見出し B.3.1 単一のレコードを追加する
 単一のレコードを追加する場合は簡単である。たとえば,Table B-12に示すSampleTBというテーブルがあったとき,次のSQL文を実行すると,Table B-13のようにレコードが1つ追加される。


   INSERT INTO SampleTB (NAME, TEL) VALUES('Noboru Nakamura', '045-xxx-xxxx')

 なお,“(フィールド名1, フィールド名2, …)”の部分は,すべてのフィールド名を列挙しなくてもかまわない。省略されたフィールドは,レコードの新規作成時に,デフォルト値が格納される(このデフォルト値は,テーブル作成時に開発者が設定する。たとえば,Microsoft Accessの場合には“既定値”に設定した値である。もしオートナンバー型であれば,データベースエンジン側で新しい整数値が格納されることになる)。

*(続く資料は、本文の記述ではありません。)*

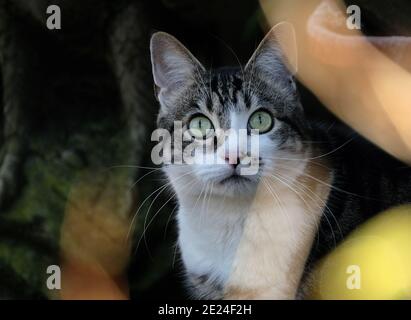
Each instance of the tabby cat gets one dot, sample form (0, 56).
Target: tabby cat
(257, 236)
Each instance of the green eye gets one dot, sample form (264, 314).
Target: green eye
(261, 120)
(200, 126)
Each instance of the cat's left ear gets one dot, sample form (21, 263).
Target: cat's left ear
(278, 48)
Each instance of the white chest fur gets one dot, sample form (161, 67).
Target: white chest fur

 また,“(フィールド名1, フィールド名2, …)”の部分を省略してしまうこともできる。省略した場合には,テーブルに定義されたフィールドの順序ですべてのフィールドが指定されたものとみなされる。

Table B-12 SampleTBテーブル
NAME TEL
Fumitaka Osawa 0466-xx-xxxx
Hitoshi Yamamoto 03-xxxx-xxxx
Table B-13 レコードを追加したあとのSampleTBテーブル
NAME TEL
Fumitaka Osawa 0466-xx-xxxx
Hitoshi Yamamoto 03-xxxx-xxxx
Noboru Nakamura 045-xxx-xxxx

見出し B.3.2 複数のレコードの追加
 INSERT文では複数のレコードを追加することもできる。この場合,SELECT文で実行した結果を新規に追加するレコードのフィールドの値とみなす。

 たとえば,Table B-14に示すSampleAというテーブルとTable B-15に示すSampleBというテーブルがあるとする。このとき,次のSQL文を実行すると,SampleBテーブルはTable B-16のようになる。

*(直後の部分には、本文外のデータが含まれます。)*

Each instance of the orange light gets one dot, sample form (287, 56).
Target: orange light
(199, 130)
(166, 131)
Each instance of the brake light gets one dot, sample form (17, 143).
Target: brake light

   INSERT INTO SampleB (ID, NAME, TEL) 
          SELECT ID, NAME, TEL FROM SampleA WHERE ID >= 4
Table B-14 SampleAテーブル
ID NAME TEL
1 Fumitaka Osawa 0466-xx-xxxx
2 Hitoshi Yamamoto 03-xxxx-xxxx
3 Noboru Nakamura 045-xxx-xxxx
4 Kenichi Suzuki 045-xxx-xxxx
5 Akira Kobayashi 042-xxx-xxxx
6 Ken Kato 06-xxxx-xxxx
Table B-15 SampleBテーブル
ID NAME TEL
10 Yoko Suzuki 03-xxxx-xxxx
11 Reiko Kobayashi 0462-xx-xxxx
Table B-16 レコードを追加したあとのSampleBテーブル
ID NAME TEL
10 Yoko Suzuki 03-xxxx-xxxx
11 Reiko Kobayashi 0462-xx-xxxx
4 Kenichi Suzuki 045-xxx-xxxx
5 Akira Kobayashi 042-xxx-xxxx
6 Ken Kato 06-xxxx-xxxx

 単一のレコードを追加するのと同様,“(フィールド1, フィールド2, …)”の部分は,全部のフィールド名を列挙する必要はない。省略すれば,全フィールドを指定したものとみなされる。

 ここで挙げた例のように,INSERT文は,複数のレコードを一括して登録することができ,レコードをマージする場合に便利である。

 なお,ここではSampleASampleBという2つのテーブルの構造は同じだったが,何も同じ構造のテーブルでなければならないということではない。SELECT文の結果が先頭から順に,“(フィールド1, フィールド2, …)”の値に対応したレコードが作成されるだけなので,テーブルの構造が同じである必然性はないのである。